College of Computer Engineering and Sciences, Prince Sattam Bin Abdulaziz University, Al Kharj, Saudi Arabia.
Faculty of Computers and Artificial Intelligence, Helwan University, Cairo, Egypt.
Comput Intell Neurosci. 2022 Oct 30;2022:3214255. doi: 10.1155/2022/3214255. eCollection 2022.
The Arabic syntactic diacritics restoration problem is often solved using long short-term memory (LSTM) networks. Handcrafted features are used to augment these LSTM networks or taggers to improve performance. A transformer-based machine learning technique known as bidirectional encoder representations from transformers (BERT) has become the state-of-the-art method for natural language understanding in recent years. In this paper, we present a novel tagger based on BERT models to restore Arabic syntactic diacritics. We formulated the syntactic diacritics restoration as a token sequence classification task similar to named-entity recognition (NER). Using the Arabic TreeBank (ATB) corpus, the developed BERT tagger achieves a 1.36% absolute case-ending error rate (CEER) over other systems.
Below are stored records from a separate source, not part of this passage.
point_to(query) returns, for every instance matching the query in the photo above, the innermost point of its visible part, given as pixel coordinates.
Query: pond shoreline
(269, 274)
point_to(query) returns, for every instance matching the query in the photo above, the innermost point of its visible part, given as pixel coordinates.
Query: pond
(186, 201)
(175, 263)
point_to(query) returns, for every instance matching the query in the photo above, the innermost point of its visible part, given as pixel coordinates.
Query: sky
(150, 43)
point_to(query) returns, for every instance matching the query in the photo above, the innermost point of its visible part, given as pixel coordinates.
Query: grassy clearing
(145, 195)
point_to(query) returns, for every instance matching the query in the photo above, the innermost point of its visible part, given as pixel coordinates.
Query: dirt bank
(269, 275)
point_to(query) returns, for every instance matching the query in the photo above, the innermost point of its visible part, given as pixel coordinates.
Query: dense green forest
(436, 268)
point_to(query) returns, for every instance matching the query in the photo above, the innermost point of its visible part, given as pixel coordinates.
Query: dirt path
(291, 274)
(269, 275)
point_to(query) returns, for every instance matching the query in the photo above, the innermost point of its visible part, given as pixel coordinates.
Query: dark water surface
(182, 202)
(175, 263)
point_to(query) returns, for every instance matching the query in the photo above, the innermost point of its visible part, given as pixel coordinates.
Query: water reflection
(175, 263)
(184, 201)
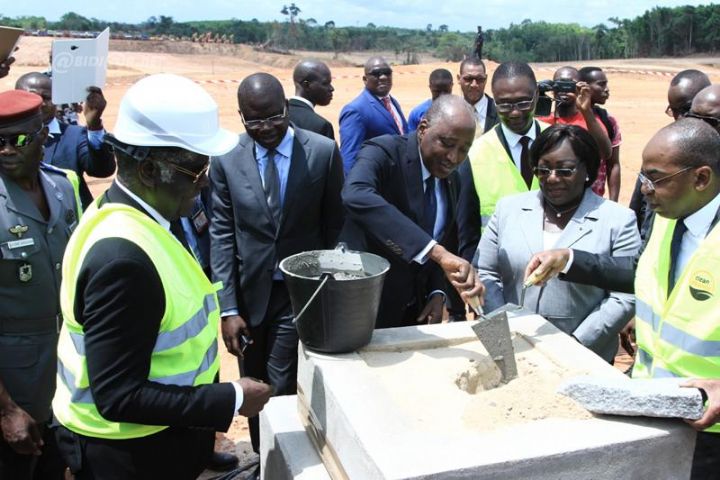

阿拉伯语句法变音符号还原问题通常使用长短时记忆 (LSTM) 网络解决。手工制作的特征用于增强这些 LSTM 网络或标记器以提高性能。近年来,一种基于转换器的机器学习技术,称为来自转换器的双向编码器表示 (BERT),已成为自然语言理解的最新方法。在本文中,我们提出了一种基于 BERT 模型的新标记器,用于还原阿拉伯语句法变音符号。我们将句法变音符号还原制定为类似于命名实体识别 (NER) 的令牌序列分类任务。使用阿拉伯语树库 (ATB) 语料库,开发的 BERT 标记器在其他系统上的绝对词尾错误率 (CEER) 达到 1.36%。